Using AI to help predict all the natural disasters. Because AI is totally going to save us folks.

Floating Parks. Lol.

More bike lanes even though we live in a part of the country that is massively spread out, unbearably hot, humid and hilly. Sure mate, I'm going to bike my 2 hour by car commute on a bike in sauna conditions.

Ride share companies where you pay a subscription instead of owning a car because yeah sure private companies getting more money and the public owning less ourselves is totally the solution instead of JUST MAKING IT PUBLIC TRANSPORT FFS WE HAD TRAMS IN THE 1900s AND THEY WORKED FINE.

Asking right-wingers really nicely to take climate change seriously.

Yet another Paris agreement style thing asking countries to commit to a weak target that they'll just ignore anyway.

Really depressing shit like "Ok so climate change is inevitable so what are some ways we can adapt to constant natural disasters and food scarcity." Like not even planning to fix it or prevent it. Just accepting it as "well it's going to happen nothing we can do." when we sure as fuck should be doing whatever possible to avoid such a future (but of course we can't, because the only solution is communism and assertive resistance and liberals would rather kill the entire global ecosystem than actively fight for survival)
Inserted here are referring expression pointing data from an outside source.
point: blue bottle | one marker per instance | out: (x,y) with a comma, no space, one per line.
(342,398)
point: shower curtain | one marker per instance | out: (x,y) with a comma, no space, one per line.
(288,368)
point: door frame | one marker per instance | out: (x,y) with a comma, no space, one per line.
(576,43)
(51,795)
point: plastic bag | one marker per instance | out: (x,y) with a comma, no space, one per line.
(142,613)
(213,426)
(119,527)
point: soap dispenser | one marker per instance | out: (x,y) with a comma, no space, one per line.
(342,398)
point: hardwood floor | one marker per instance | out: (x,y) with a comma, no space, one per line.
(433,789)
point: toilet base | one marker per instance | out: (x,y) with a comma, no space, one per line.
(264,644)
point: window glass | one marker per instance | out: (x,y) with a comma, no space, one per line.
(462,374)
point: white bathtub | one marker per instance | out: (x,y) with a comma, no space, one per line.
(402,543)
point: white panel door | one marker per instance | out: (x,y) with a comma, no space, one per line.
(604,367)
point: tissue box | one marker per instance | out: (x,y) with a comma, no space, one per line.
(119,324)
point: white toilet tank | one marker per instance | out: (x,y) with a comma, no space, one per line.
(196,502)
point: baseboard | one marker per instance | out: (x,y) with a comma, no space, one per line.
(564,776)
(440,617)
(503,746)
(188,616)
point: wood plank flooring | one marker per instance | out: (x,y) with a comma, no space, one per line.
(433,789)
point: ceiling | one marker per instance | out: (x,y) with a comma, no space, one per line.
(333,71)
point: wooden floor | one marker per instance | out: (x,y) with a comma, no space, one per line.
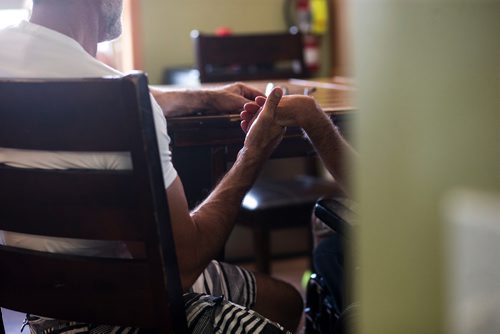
(290,270)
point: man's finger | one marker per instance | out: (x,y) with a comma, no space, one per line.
(251,107)
(272,101)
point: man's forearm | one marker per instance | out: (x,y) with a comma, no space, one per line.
(337,155)
(181,102)
(216,216)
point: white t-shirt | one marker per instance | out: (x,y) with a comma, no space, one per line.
(33,51)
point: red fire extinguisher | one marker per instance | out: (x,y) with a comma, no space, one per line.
(309,17)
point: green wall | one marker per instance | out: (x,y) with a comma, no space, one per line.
(167,24)
(429,79)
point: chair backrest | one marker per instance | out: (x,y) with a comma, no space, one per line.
(249,56)
(105,115)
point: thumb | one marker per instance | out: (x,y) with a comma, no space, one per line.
(272,102)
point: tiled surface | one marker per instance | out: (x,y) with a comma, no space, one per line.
(288,270)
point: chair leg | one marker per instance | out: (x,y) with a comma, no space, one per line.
(262,248)
(2,328)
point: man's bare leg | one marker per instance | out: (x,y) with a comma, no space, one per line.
(278,301)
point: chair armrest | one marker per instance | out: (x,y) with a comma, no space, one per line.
(337,213)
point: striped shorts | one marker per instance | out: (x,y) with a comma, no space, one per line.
(218,302)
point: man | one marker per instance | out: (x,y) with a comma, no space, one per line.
(337,156)
(60,41)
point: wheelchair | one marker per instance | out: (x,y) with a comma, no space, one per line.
(322,314)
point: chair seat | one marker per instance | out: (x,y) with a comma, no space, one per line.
(278,204)
(273,194)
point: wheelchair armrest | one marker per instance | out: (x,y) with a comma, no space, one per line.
(337,213)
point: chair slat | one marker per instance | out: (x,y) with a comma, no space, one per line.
(30,121)
(116,290)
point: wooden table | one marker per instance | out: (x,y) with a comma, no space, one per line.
(203,146)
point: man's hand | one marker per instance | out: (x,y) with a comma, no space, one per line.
(263,132)
(231,98)
(293,110)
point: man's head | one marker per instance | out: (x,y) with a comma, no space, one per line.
(58,14)
(110,14)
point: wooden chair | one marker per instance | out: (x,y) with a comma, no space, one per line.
(111,114)
(268,205)
(249,56)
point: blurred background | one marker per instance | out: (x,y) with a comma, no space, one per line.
(428,93)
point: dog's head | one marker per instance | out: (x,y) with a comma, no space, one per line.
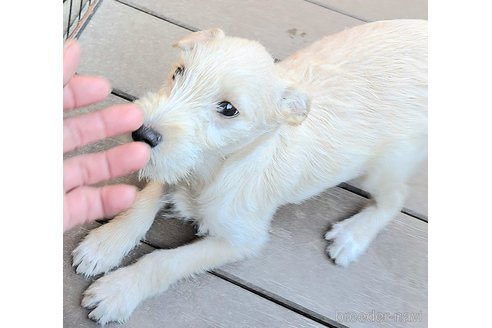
(222,95)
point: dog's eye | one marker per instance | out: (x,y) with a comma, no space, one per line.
(226,109)
(179,71)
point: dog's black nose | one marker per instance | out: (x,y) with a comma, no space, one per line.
(147,135)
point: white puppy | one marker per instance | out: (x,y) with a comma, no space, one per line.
(235,136)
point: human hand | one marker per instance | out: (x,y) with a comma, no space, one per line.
(82,202)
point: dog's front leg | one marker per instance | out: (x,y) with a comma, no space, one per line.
(104,247)
(115,296)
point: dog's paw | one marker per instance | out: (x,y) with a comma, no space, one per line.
(345,247)
(112,297)
(99,252)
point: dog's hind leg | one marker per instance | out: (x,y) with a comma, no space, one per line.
(386,182)
(104,247)
(115,296)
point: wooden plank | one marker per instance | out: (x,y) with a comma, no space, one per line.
(373,10)
(130,48)
(282,26)
(390,278)
(204,301)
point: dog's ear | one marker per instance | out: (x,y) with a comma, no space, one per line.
(189,41)
(295,105)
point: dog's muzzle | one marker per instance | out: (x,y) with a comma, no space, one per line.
(147,135)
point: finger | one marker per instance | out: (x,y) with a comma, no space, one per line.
(85,204)
(71,58)
(84,90)
(93,168)
(79,131)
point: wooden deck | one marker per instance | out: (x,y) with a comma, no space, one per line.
(292,283)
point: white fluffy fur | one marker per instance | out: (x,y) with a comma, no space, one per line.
(351,105)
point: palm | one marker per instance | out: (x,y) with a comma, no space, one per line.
(81,201)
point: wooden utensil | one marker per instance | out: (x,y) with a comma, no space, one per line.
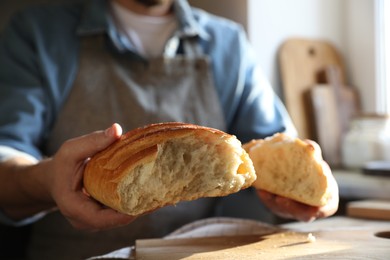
(348,100)
(325,116)
(300,60)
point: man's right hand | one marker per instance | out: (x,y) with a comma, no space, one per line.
(58,182)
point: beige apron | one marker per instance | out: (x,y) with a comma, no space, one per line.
(115,88)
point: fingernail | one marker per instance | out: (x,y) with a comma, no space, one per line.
(108,131)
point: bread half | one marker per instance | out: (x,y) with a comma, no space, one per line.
(162,164)
(291,168)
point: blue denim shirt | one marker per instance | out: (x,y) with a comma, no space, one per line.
(39,52)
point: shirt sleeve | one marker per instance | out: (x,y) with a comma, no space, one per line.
(22,92)
(7,153)
(254,110)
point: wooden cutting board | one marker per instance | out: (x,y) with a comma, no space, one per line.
(336,239)
(300,61)
(369,209)
(326,122)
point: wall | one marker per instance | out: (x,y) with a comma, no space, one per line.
(348,24)
(360,48)
(271,22)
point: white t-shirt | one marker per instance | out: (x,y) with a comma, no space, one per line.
(148,34)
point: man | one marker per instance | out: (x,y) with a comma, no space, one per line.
(67,71)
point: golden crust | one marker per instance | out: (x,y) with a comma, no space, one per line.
(291,168)
(107,169)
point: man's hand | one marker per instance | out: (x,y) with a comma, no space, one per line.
(66,182)
(27,188)
(287,208)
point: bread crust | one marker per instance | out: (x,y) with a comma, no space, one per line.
(108,169)
(291,168)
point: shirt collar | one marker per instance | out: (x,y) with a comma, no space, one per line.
(95,19)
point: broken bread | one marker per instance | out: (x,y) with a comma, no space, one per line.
(163,164)
(291,168)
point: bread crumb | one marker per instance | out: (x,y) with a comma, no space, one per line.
(311,238)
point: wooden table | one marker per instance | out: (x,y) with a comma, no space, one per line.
(332,238)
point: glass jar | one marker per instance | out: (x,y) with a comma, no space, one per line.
(368,139)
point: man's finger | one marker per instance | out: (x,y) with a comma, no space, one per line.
(85,146)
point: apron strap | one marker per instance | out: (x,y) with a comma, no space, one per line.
(191,47)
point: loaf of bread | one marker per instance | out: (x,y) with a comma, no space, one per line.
(163,164)
(291,168)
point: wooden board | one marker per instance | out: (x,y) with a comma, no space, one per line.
(370,209)
(333,240)
(326,122)
(300,61)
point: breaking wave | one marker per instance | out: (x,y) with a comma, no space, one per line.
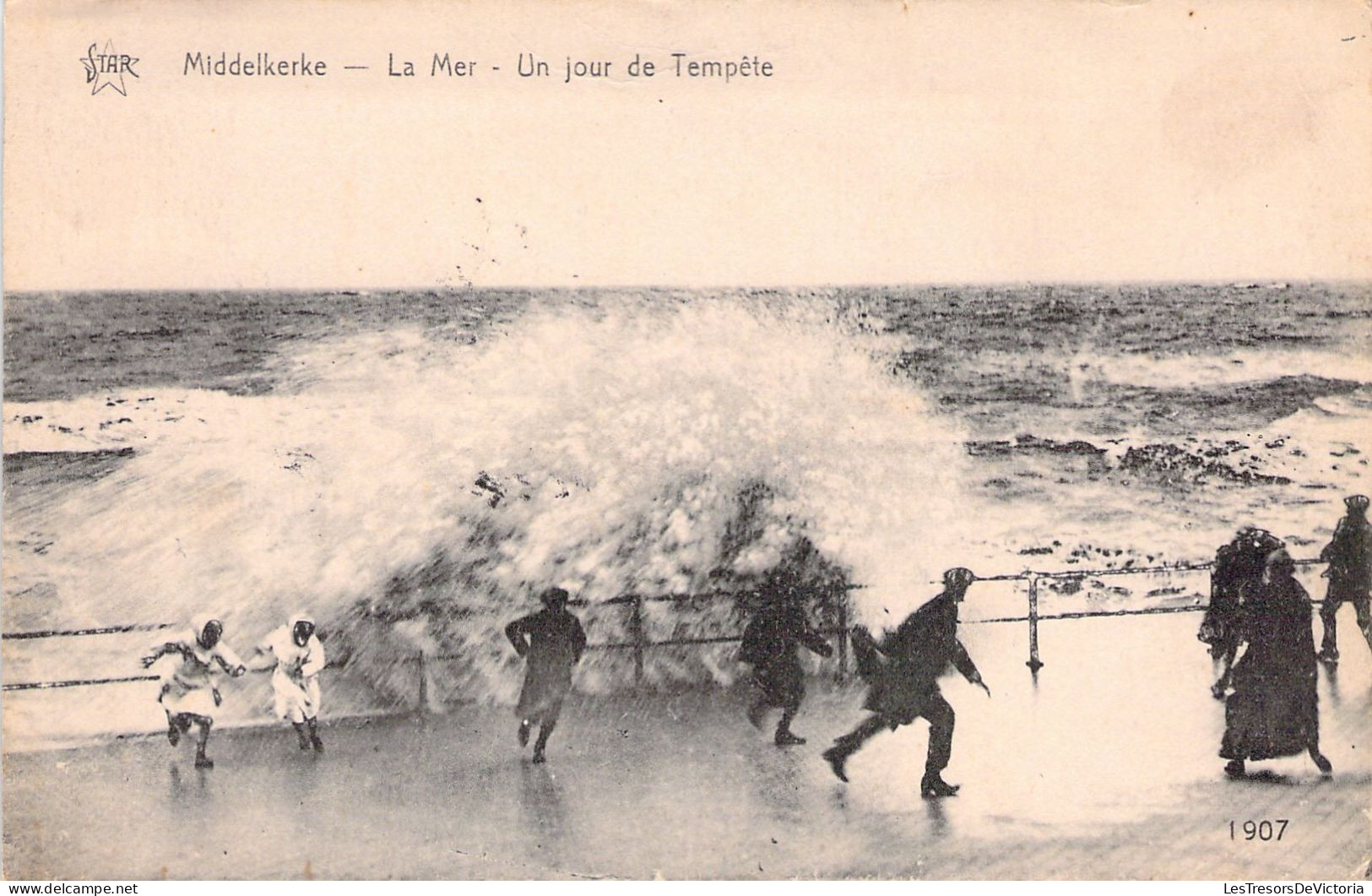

So basically if you want insight on how liberals are going to deal with climate change the answer is about as well as they did with COVID. So basically limp half solutions that they give up on in the spirit of comprising with reactionaries with a focus on mild damage control rather than prevention and repair.

The sad thing is that that the students themselves are putting forward actually good solutions that are communist without realising they're communist, but the lecturer just kind of smiles and nods and goes on to the next topic as if to say "Yes you're right but I can't say it because I work for capitalists."

The more I study the more apparent it becomes that there is no way a capitalist system can fight this. The west cannot fight this even though it's people know the solutions they simply can't do them due to the oppressive nature of our system. Thank god for China because it's looking bad otherwise.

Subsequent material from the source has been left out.